Fish creole, locally known as pisca hasa crioyo, is a traditional Aruban dish still prepared in many a home and restaurant on the Island. The dish is deliciously simple: pan-fried slices of fresh fish fillet served in a basic gravy of onion, tomato, bell pepper, and garlic. The only thing that could make the meal more perfect is a side plate of pan bati or funchi.
Funchi—Aruba’s own version of polenta—is a thick, cornmeal porridge traditionally served as an accompaniment to rich stews and fish platters. Funchi porridge can also be cooled, cut into flat slices, and fried to a light golden brown as a crispy variation.
Like funchi, pan bati serves as the perfect accompaniment to stews, soups, and fish dishes. Made from cornflour and cooked in a casuela—a traditional clay baking dish originally from Spain—pan bati lies somewhere between a flatbread and a pancake. Compared to an American pancake, it is denser and less sweet.

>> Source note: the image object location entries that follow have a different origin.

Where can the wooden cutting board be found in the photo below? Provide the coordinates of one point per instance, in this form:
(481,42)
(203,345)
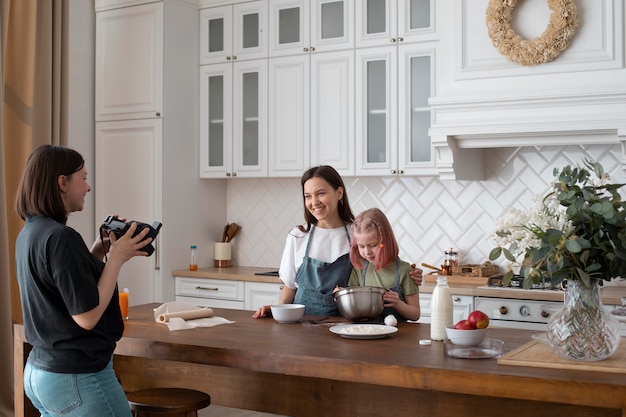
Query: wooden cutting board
(540,355)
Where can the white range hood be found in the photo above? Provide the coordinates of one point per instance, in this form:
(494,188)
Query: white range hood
(463,128)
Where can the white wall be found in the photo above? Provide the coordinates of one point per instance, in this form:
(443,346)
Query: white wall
(81,104)
(428,215)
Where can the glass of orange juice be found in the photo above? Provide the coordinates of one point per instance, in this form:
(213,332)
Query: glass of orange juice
(124,303)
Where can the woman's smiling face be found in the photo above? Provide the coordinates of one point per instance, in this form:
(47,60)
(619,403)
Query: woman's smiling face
(321,199)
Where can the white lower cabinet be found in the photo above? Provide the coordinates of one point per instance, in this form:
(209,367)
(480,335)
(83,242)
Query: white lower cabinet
(241,295)
(462,305)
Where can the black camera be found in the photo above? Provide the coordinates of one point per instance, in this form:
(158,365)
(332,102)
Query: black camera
(118,227)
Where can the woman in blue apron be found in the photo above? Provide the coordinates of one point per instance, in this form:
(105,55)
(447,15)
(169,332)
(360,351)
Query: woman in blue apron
(316,256)
(374,255)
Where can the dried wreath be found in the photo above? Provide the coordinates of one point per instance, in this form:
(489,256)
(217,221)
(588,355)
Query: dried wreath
(549,45)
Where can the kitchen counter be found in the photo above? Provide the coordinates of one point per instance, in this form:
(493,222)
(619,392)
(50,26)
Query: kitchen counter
(304,370)
(237,273)
(611,295)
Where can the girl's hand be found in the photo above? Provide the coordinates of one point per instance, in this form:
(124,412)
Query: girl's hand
(391,298)
(417,274)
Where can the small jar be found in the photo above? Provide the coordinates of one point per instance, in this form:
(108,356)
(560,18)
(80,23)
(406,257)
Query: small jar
(193,264)
(451,258)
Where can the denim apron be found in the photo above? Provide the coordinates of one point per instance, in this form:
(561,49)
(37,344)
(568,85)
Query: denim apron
(316,281)
(397,288)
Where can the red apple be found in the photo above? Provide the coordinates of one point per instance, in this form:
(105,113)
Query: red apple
(478,319)
(464,325)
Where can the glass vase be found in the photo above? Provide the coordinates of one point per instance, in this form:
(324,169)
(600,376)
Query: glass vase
(582,329)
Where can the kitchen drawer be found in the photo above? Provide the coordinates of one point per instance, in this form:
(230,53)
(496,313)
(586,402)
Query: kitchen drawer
(211,302)
(210,288)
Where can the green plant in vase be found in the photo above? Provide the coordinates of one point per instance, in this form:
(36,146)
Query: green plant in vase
(575,235)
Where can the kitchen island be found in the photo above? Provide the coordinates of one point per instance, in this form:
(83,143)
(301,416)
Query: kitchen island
(305,370)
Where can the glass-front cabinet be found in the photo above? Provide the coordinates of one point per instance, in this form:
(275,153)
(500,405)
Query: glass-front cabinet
(392,114)
(305,26)
(381,22)
(237,32)
(233,119)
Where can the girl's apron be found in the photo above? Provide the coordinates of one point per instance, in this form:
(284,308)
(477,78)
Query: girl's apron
(316,281)
(397,288)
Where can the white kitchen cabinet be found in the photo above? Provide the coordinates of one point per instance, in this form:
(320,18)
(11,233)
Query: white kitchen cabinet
(233,119)
(462,305)
(289,119)
(258,294)
(332,111)
(129,52)
(384,22)
(142,166)
(302,26)
(210,292)
(393,85)
(233,33)
(128,181)
(242,295)
(311,113)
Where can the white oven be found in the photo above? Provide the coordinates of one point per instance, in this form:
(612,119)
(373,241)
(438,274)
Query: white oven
(517,314)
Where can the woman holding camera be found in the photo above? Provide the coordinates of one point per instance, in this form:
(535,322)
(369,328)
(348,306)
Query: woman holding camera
(69,295)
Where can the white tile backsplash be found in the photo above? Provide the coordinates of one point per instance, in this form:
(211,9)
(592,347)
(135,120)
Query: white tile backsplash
(428,215)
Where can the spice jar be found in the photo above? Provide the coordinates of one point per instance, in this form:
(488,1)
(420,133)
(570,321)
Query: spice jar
(451,258)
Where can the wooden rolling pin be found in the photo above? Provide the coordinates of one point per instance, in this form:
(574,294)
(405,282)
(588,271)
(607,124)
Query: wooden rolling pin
(431,267)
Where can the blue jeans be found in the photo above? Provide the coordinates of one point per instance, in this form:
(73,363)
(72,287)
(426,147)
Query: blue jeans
(76,395)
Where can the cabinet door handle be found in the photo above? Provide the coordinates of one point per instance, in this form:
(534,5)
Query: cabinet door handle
(207,288)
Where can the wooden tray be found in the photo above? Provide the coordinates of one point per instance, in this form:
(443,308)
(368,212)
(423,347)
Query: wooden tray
(539,355)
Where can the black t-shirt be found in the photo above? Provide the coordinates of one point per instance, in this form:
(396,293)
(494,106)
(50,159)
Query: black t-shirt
(58,278)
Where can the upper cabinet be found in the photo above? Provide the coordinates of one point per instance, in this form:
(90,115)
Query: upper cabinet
(129,70)
(393,85)
(233,122)
(384,22)
(303,26)
(237,32)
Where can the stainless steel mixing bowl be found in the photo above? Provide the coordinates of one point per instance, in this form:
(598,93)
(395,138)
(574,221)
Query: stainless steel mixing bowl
(360,303)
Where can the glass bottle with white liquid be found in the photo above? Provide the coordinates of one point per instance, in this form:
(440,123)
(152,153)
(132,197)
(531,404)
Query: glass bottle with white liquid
(440,309)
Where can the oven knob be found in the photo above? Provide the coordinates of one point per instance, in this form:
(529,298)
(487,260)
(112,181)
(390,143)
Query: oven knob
(524,311)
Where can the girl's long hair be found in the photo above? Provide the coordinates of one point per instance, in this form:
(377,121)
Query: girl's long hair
(374,221)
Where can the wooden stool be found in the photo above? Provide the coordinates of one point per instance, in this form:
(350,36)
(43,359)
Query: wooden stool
(167,402)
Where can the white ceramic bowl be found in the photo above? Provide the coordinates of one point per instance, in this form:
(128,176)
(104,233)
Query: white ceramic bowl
(287,313)
(465,337)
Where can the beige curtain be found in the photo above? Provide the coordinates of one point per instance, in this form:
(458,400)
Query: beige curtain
(34,112)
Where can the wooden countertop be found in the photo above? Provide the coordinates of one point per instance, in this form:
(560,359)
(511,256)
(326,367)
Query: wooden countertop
(611,295)
(269,365)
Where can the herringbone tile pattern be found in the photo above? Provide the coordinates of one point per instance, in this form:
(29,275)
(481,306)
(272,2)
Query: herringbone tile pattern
(428,215)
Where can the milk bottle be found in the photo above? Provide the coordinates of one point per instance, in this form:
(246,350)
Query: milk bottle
(441,309)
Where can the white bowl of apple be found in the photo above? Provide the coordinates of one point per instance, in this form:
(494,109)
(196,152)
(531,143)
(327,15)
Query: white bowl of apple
(470,331)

An assortment of all-natural, made-in-Aruba hot sauces can be found in just about every restaurant and home, plus several grocery stores, on the Island. These hot sauces, known as pica among the locals, pack an intense punch, for they feature the exceptionally hot Madame Jeanette pepper, a variety of chili closely related to the habanero and Scotch-bonnet varieties. The Madame Jeanette’s fire is slightly tempered by green papaya in a particularly unique version of Aruban pica called pica di papaya.
Drier types of firm, white-flesh fish, such as barracuda or shark, are ideally suited for making one of Aruba’s popular seafood dishes, keri-keri. A fish fillet is boiled in salted water, removed and shredded, and then sauteed in butter with tomato, onion, celery, bell pepper, fresh basil, black pepper, and annato spice to create a tasty, satisfying meal.
Aruban families and friends gather together during the Christmas season to make ayacas, a traditional holiday treat adopted from South America. Although no two families use the exact same recipe, ayacas are generally made by smearing plantain or banana leaves with a cornmeal dough; adding a mixture of chicken, pork, ham bits, and spices, plus a potpourri of prunes, raisins, olives, pickles, cashews, piccalilli, and pearl onions; and folding the assemblages into neat little packets to be boiled for an hour.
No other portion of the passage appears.